Come prevedibile, e come successo altrove, in Valchiavenna in particolare, dove la “caccia” al medico di base è una costante, lunghe code si sono formate, ieri mattina, all’esterno della Casa della Comunità di via Agoi, a Bormio, e nelle farmacie della zona, dove i cittadini rimasti senza medico di famiglia si sono proiettati per “accaparrarsi” l’unico camice bianco disponibile a prendere servizio, per almeno un anno, in Alta Valtellina. L’Asst non offre peraltro la possibilità di effettuare la scelta on line, come invece avviene altrove.

Elia De Bernardin, il suo nome, professionista che da ieri effettua ambulatorio nella Casa della Comunità di via Agoi, il primo medico di famiglia che vi accede.
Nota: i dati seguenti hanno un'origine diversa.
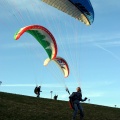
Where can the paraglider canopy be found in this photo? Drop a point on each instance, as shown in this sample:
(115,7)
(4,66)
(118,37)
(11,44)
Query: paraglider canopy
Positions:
(79,9)
(43,36)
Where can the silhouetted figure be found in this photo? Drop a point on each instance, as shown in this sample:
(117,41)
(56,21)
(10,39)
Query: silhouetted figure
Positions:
(37,91)
(89,100)
(75,99)
(0,82)
(55,97)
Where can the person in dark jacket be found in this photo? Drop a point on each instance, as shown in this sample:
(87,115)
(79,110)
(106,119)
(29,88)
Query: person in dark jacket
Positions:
(76,97)
(55,97)
(37,91)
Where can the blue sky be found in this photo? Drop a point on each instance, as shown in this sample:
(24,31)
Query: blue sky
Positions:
(92,52)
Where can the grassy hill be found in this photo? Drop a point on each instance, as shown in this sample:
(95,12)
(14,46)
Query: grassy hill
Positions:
(19,107)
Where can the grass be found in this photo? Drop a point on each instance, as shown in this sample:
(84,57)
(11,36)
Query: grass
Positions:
(20,107)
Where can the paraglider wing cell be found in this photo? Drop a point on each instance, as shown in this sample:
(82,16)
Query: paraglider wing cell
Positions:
(43,36)
(79,9)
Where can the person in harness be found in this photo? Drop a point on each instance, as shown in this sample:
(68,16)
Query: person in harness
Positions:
(75,99)
(37,91)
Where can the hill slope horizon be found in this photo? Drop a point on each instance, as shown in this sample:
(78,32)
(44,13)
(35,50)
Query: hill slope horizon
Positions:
(21,107)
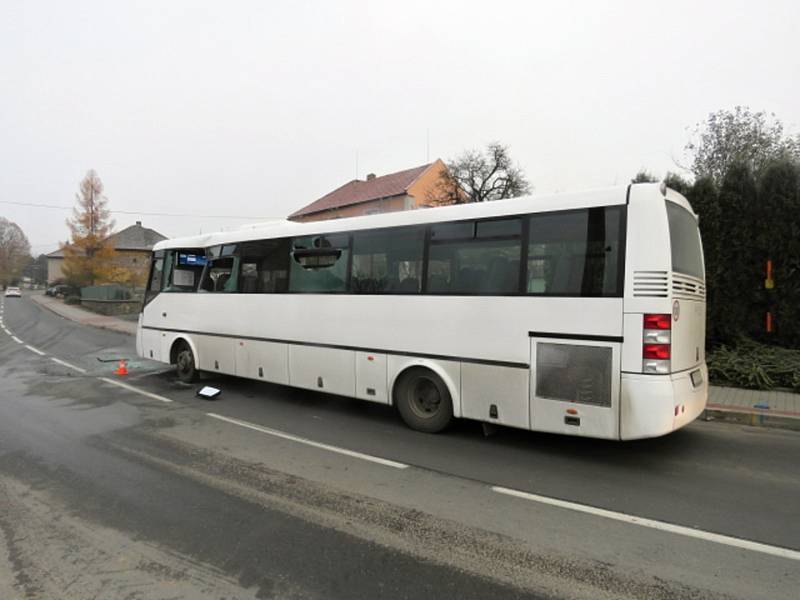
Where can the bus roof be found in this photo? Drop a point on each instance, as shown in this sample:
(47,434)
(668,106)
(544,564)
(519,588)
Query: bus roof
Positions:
(523,205)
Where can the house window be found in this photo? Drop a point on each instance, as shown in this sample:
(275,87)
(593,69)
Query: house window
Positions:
(475,258)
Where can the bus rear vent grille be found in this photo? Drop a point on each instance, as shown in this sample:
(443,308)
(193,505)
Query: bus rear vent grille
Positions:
(687,288)
(650,284)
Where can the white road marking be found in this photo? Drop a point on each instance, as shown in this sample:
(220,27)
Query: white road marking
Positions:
(307,442)
(659,525)
(68,365)
(134,389)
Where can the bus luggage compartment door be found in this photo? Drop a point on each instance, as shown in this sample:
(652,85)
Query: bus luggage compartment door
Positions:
(575,387)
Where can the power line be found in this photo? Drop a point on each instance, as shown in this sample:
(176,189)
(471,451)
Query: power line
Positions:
(146,214)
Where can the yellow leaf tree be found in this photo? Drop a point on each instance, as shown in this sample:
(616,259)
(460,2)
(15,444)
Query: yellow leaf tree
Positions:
(88,257)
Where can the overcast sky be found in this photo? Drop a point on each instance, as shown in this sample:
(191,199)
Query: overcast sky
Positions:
(258,108)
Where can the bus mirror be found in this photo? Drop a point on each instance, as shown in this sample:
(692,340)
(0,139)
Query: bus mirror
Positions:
(316,258)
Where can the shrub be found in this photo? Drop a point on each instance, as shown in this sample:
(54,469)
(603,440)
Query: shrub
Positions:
(750,364)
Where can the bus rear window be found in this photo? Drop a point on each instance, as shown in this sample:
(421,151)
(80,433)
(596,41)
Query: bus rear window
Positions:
(684,241)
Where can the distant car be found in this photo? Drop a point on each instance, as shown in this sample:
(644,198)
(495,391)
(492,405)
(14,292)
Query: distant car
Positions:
(61,290)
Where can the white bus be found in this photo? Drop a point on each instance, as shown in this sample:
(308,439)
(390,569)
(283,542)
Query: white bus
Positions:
(581,314)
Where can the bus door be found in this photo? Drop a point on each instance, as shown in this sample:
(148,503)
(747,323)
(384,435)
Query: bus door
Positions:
(575,386)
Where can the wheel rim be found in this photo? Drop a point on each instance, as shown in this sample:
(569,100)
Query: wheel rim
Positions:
(424,398)
(185,363)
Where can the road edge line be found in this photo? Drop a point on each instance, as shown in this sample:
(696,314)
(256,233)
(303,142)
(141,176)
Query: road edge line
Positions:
(301,440)
(708,536)
(135,389)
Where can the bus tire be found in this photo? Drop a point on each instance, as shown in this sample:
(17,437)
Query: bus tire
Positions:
(423,400)
(185,365)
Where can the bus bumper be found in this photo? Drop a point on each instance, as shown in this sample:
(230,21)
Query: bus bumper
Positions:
(654,405)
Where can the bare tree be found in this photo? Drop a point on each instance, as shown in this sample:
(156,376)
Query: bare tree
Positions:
(739,136)
(476,176)
(15,252)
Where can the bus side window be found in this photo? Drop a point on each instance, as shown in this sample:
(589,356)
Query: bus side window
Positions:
(575,253)
(264,267)
(388,262)
(156,276)
(222,270)
(481,258)
(319,263)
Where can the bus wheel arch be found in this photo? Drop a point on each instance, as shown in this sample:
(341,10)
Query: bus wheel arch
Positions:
(424,398)
(183,355)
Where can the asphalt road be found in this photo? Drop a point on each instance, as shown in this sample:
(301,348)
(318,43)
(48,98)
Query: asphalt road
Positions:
(108,492)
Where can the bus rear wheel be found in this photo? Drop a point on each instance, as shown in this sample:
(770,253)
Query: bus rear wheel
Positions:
(185,367)
(423,400)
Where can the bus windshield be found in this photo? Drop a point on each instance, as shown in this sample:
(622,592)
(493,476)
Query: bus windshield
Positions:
(684,238)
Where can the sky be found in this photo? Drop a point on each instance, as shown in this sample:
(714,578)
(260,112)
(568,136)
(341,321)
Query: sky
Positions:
(234,112)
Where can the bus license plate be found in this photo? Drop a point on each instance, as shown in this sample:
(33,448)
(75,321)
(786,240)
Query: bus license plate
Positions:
(697,377)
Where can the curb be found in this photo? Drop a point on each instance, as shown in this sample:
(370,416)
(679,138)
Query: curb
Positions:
(52,309)
(753,418)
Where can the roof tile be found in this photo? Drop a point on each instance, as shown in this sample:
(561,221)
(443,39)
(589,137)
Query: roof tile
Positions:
(358,191)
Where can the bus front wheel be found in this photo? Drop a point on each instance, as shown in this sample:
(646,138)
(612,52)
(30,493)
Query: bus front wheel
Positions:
(184,364)
(423,400)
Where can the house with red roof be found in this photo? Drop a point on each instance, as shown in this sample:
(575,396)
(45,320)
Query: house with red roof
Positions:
(404,190)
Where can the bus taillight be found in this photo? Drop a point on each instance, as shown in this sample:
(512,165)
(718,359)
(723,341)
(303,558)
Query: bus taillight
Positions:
(656,351)
(657,343)
(658,321)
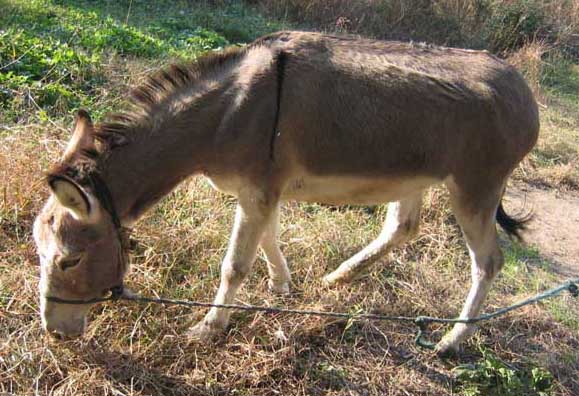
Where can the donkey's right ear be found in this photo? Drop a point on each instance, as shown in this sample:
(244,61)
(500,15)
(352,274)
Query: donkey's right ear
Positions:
(82,136)
(72,196)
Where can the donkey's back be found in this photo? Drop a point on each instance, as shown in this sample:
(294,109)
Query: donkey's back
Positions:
(364,108)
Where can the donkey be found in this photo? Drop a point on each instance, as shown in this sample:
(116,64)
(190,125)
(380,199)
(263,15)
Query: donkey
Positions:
(293,116)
È presente tutti i giorni, il lunedì dalle 9 alle 13, il martedì dalle 15.30 alle 18.30, il mercoledì dalle 8 alle 12, il giovedì dalle 16 alle 19 e il venerdì dalle 10 alle 14. Tutti ambulatori su appuntamento, è noto, per fissare il quale, i pazienti, devono comporre il 379.2899929 o inviare una richiesta tramite whatsapp.

Certo, per poterlo fare, devono prima averlo scelto come proprio medico anche se, fino a quando tutti i cittadini dell’Alta Valle non saranno coperti dal punto di vista dell’assistenza di base, potranno comunque, chiedere di essere visitati da uno dei medici in servizio nel mandamento il quale poi darà conto della prestazione extra effettuata all’Ats, chiedendo il rimborso, senza che il cittadino debba alcunché.

Ma il primo passo, quello della scelta del medico, non è stato di poco conto ieri mattina: le farmacie che avrebbero potuto effettuarla, non riuscivano a fare il passaggio sul nuovo professionista, perché è incaricato temporaneamente e non a tempo indeterminato, e perciò non era inserito nel portale di riferimento. Così hanno dovuto issare bandiera bianca e riferire ai pazienti che la cosa non si poteva fare e che, quindi, dovevano rivolgersi direttamente al presidio di via Agoi.

«Poi, quando sono arrivato in via Agoi - dice Dario, un cittadino di Bormio che voleva scegliere il medico sia per sé che per i genitori ultraottantenni -, e ho preso, come tutti, il mio numerino, mi sono ritrovato in posizione numero 164. E sono rimasto, come tutti (salvo gli anziani che, giustamente, sono stati fatti accomodare all’interno), fuori, in coda, al freddo e al gelo, dopo averne già fatta un’altra, di coda, alla farmacia di Cepina, dove c’erano 3 gradi sotto zero. Ora, salvo dire che c’erano tre sportelli, che gli operatori sono stati solleciti e gentilissimi, perché più di quello che hanno fatto, non potevano fare, mi chiedo, perché mobilitare così tanta gente, tanto più se anziana, per effettuare una scelta, che scelta non è, perché è obbligata, invece di trasferirci, di default, dal medico che avevamo prima, il dottor Kassem Jaafar, al dottor De Bernardin? Non so, non capisco».

Abbiamo girato il quesito alle autorità sanitarie, ma l’impressione è che, di fatto, la “scelta” vada compiuta dal cittadino e non possa farsi d’ufficio, almeno formalmente, da parte dell’Asst medesima.